Es steht außer Frage, daß Scientology sowohl der funktionalen als auch der juristischen Definition einer Religion als „Ausrichtung an einem alles überragenden Prinzip” oder als „Mittel zur endgültigen Transformation” gerecht wird. Genauso sicher aber entspricht sie der engeren akademischen Definition einer Religion, die ich oben dargelegt habe. Die Scientology stellt ein System von Glaubensvorstellungen und Praktiken dar, das für sich in Anspruch nimmt, sowohl das Einzelwesen als auch Gemeinschaften mit der transzendenten Grundlage der gesamten Existenz in Einklang zu bringen. Genauer gesagt, Scientology besteht den sine qua non Test einer jeglichen Religion, weil sie die Wirklichkeit einer transzendenten Grundlage der menschlichen Existenz bekräftigt und diese transzendente Grundlage auf einer vollständig spirituellen Ebene begreift.

Scientologen verstehen das menschliche Leben als das Streben nach Überleben auf acht Dynamiken , oder Zielsetzungen. Diese sich wechselseitig beeinflussenden Dynamiken werden mit acht konzentrischen Kreisen dargestellt, wobei die Erste Dynamik der menschlichen Existenz schrittweise abfolgend von anderen Dynamiken umgeben und erhalten wird, mit zunehmenden Schwerpunkten auf die gemeinschaftliche und spirituelle Existenz. Die Existenz über jede dieser Dynamiken hinweg nimmt Teil an der ursprünglichen spirituellen Herkunft und der letztlichen spirituellen Bestimmung und lenkt auf diese hin. Die Erste Dynamik stellt das Streben nach dem Überleben als einzelner dar; die Zweite Dynamik strebt nach dem Überleben durch die Familie; die Dritte Dynamik ist das Streben nach dem Überleben durch die Gruppe; die Vierte Dynamik strebt nach Überleben als Menschheit; die Fünfte Dynamik ist das Streben nach dem Überleben aller Lebewesen; die Sechste Dynamik strebt nach Überleben als Teil des materiellen Universums; die Siebte Dynamik strebt nach dem Überleben als Teil des spirituellen Universums, und die achte schließlich strebt nach Überleben durch das Höchste Wesen oder als Unendlichkeit. Während sich die ersten sechs Dynamiken also eher mit dem spirituellen Wohlbefinden im täglichen Leben beschäftigen, verbinden die siebte und Achte Dynamik diese weltlichen Ebenen mit den geistigen Dimensionen einer Wirklichkeit, die weit über die der täglichen materiellen und sozialen Belange hinausgeht.

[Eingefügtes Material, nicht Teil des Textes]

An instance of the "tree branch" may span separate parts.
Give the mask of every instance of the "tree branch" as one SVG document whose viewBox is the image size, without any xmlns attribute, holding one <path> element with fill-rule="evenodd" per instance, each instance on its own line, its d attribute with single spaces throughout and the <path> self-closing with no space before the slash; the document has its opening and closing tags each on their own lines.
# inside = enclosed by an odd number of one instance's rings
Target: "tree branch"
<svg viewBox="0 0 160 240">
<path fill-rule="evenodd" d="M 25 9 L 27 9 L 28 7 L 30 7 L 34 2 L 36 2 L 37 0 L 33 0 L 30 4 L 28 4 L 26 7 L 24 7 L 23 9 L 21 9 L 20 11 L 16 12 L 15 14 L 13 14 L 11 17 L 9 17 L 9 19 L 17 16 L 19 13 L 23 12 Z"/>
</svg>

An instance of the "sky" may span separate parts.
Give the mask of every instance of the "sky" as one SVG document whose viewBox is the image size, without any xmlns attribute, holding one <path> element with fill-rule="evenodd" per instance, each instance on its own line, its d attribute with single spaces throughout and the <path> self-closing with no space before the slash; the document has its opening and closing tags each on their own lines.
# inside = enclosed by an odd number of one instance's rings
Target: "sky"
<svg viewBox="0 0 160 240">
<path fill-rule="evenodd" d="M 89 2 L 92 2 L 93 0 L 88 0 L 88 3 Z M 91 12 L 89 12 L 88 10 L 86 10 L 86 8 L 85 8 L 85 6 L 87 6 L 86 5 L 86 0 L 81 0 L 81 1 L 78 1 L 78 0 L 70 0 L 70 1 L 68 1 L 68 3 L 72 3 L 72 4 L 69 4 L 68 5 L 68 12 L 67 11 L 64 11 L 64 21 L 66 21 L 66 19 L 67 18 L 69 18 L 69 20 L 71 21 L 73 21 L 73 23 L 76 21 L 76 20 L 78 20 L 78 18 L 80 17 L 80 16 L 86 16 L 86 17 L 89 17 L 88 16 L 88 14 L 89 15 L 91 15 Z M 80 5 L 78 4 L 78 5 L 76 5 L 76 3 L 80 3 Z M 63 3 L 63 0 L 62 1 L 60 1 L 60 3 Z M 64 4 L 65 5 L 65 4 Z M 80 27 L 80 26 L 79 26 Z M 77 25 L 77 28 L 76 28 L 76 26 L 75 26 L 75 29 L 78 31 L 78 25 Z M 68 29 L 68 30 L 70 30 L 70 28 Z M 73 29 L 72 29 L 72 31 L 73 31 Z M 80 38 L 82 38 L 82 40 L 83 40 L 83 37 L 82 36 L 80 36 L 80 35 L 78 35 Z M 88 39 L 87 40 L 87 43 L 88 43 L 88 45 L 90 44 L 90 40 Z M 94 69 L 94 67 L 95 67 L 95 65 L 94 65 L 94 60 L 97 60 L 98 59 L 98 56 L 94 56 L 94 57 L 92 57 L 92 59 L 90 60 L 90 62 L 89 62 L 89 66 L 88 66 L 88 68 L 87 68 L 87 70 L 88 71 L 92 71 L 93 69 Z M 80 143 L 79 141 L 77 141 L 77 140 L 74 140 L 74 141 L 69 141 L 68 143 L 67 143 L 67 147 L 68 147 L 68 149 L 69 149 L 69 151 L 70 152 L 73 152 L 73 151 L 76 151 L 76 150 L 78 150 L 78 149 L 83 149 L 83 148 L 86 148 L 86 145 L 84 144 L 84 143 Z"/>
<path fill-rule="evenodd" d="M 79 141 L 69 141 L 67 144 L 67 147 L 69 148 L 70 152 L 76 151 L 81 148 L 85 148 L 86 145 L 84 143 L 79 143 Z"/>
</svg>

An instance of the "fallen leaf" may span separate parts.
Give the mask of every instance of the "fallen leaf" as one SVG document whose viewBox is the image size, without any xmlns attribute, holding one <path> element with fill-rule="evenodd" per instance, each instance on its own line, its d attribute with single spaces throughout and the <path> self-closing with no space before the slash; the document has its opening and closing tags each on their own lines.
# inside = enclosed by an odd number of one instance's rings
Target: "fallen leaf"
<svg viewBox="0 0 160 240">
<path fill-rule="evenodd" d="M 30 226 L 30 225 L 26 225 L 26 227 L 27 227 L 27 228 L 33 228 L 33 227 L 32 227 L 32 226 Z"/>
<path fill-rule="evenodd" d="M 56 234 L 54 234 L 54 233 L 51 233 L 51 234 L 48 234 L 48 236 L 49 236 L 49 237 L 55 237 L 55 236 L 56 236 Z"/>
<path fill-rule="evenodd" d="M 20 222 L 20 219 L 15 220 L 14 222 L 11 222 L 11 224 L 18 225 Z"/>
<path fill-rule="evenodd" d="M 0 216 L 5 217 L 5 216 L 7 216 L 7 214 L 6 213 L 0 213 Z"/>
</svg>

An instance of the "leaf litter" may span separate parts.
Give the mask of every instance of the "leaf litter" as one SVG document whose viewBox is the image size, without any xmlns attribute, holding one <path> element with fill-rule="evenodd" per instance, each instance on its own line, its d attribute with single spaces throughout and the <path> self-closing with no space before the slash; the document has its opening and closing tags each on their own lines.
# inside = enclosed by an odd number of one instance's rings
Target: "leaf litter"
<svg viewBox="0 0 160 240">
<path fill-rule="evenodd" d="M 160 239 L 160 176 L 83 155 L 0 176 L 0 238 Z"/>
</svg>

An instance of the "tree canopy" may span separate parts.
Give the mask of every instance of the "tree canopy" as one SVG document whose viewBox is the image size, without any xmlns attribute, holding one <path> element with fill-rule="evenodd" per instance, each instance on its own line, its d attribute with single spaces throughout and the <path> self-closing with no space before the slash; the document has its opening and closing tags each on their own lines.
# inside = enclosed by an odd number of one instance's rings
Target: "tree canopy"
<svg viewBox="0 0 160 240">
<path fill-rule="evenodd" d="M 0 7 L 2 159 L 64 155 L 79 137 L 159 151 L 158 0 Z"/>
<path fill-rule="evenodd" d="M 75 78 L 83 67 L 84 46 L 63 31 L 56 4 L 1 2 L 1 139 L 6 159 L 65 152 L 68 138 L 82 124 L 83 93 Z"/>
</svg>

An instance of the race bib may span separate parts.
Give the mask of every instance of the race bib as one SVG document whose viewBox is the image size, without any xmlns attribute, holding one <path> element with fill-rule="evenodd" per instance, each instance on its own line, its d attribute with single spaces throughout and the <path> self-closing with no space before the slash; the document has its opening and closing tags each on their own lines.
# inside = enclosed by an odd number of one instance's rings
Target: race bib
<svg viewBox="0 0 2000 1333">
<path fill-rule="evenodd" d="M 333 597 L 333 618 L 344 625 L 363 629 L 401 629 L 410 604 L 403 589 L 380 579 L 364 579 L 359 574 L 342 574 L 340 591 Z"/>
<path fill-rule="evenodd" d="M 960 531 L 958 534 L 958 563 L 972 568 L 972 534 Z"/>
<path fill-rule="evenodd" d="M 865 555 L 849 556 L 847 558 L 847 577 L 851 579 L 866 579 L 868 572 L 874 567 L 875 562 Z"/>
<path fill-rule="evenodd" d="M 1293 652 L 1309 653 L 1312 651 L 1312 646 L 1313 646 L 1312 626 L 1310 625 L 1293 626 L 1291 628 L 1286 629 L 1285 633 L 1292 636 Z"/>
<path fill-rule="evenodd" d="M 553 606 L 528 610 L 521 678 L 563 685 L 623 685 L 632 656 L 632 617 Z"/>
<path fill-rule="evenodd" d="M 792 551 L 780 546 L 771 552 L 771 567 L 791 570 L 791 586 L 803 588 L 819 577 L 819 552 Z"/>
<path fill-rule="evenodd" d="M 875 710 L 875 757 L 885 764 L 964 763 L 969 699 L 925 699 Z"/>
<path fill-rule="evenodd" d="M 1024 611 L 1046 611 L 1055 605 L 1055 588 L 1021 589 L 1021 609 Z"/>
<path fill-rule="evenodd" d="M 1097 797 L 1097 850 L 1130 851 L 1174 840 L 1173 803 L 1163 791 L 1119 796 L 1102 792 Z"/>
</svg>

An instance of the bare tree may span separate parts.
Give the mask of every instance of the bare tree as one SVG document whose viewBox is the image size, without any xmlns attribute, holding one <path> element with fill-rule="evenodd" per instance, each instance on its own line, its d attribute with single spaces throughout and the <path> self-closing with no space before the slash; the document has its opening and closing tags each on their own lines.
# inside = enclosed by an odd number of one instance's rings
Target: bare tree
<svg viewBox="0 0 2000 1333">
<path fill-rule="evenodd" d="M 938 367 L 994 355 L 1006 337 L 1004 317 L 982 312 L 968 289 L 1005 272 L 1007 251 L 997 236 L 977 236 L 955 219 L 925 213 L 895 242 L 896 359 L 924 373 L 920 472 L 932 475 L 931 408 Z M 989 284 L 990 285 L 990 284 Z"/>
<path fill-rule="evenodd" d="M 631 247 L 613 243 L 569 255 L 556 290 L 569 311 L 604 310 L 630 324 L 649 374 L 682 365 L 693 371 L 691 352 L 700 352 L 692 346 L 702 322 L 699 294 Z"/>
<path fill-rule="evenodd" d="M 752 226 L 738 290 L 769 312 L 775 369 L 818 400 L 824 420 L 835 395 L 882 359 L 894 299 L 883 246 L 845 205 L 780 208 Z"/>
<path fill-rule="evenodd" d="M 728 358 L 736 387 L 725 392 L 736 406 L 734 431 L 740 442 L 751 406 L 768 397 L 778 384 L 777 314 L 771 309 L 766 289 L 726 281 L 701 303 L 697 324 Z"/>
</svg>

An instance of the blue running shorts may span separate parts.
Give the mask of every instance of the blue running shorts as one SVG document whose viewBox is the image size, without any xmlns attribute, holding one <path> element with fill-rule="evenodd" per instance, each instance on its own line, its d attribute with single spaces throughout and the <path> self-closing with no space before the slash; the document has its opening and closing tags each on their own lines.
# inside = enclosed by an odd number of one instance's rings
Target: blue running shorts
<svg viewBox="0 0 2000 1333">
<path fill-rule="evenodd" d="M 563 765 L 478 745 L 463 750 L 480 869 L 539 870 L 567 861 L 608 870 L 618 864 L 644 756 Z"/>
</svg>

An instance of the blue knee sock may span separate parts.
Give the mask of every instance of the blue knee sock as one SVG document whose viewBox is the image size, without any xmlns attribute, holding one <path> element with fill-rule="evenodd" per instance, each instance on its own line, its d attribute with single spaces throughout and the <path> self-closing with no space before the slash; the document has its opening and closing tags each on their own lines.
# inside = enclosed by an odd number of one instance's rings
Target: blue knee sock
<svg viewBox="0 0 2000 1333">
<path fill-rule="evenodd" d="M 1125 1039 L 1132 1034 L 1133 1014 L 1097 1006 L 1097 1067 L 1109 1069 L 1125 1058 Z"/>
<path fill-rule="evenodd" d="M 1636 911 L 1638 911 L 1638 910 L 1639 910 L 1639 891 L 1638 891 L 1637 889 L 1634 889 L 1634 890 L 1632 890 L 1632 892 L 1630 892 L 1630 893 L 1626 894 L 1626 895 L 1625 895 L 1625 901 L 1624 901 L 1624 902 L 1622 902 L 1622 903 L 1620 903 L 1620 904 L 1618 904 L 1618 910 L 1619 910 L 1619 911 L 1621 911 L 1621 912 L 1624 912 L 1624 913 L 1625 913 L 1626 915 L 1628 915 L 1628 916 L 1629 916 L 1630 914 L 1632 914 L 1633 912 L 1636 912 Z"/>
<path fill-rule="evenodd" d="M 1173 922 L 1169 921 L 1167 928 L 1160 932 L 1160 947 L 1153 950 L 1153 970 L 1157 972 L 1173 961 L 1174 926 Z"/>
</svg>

Die Siebte Dynamik der Scientology bekräftigt die Existenz einer geistigen Dimension, die den Körper und die materielle Welt weit übertreffen. Hiermit hat die von Scientologen vertretene Auffassung vom Menschen als geistiges Wesen eine gewisse Verwandtschaft mit dem unsterblichen Atman des Hinduismus oder der unsterblichen Seele des Christentums. Für die Scientologen stellt der Körper nicht den wahren Menschen dar, und noch weniger die Dinge, mit denen das menschliche Leben ausgekleidet und verlängert wird. Der wirkliche Mensch ist vielmehr das grundsätzlich gute geistige Wesen, das den Körper und das materielle Universum benutzt. Scientologen nennen dieses unsterbliche geistige Wesen den „Thetan”. Im Idealfall, wenn der Thetan über all seine Fähigkeiten verfügt, hat er unbegrenztes Wissen und unbegrenzte Macht. Der Thetan kann allerdings nicht vollständig „ursächlich” und frei agieren, ehe er sich nicht von bestimmten geistigen Blockaden und ihren negativen körperlichen und seelischen Auswirkungen befreit hat, die sich über viele frühere Leben körperlicher Existenz angesammelt haben. Diese geistigen Blockaden, die von Scientologen als Engramme bezeichnet werden, müssen entfernt werden, bevor der Thetan seine Schaffenskraft und Weisheit wiedererlangen kann. Das Verfahren der Entfernung dieser Engramme, das die Scientologen Clearing nennen, wurde von Hubbard entdeckt und mit dem spirituellen Heilungsverfahren Dianetik und der angewandten religiösen Philosophie Scientology vervollkommnet.

Die Achte Dynamik der Scientology bekräftigt einen spirituellen Zusammenhang des Lebens, der radikal das empirische Selbst und das materielle Universum transzendiert. Scientologen erheben nur widerwillig eine völlige technische Kontrolle und ein vollständiges philosophisches Verstehen dieser höchsten spirituellen Ebene. Diese ehrfürchtige Zurückhaltung hat jedoch unter den Weltreligionen eine lange Tradition. Die jüdischen Schriftgelehrten des Altertums wagten es aus Ehrfurcht vor „Schechinas Herrlichkeit” nicht, den Namen Gottes niederzuschreiben. Die christlichen Theologen des Mittelalters sprachen in der Erkenntnis seiner transzendenten Andersartigkeit von Gott nur in der Verneinung. Chinesische Weise des Altertums bestanden darauf, daß „der mit den Sinnen erkennbare Tao nicht der wirkliche Tao ist.” Mittelalterliche indische Mystiker sprachen von der Höchsten Wirklichkeit als „das, vor dem alle Welt zurückschaudert”. Die Scientology stimmt in diese traditionsreiche religiöse Bescheidenheit mit ein, indem sie klar aussagt, aber nicht völlig erklärt, daß menschliche Wesen auf der höchsten Ebene „durch das Höchste Wesen” oder als „Unendlichkeit” überleben.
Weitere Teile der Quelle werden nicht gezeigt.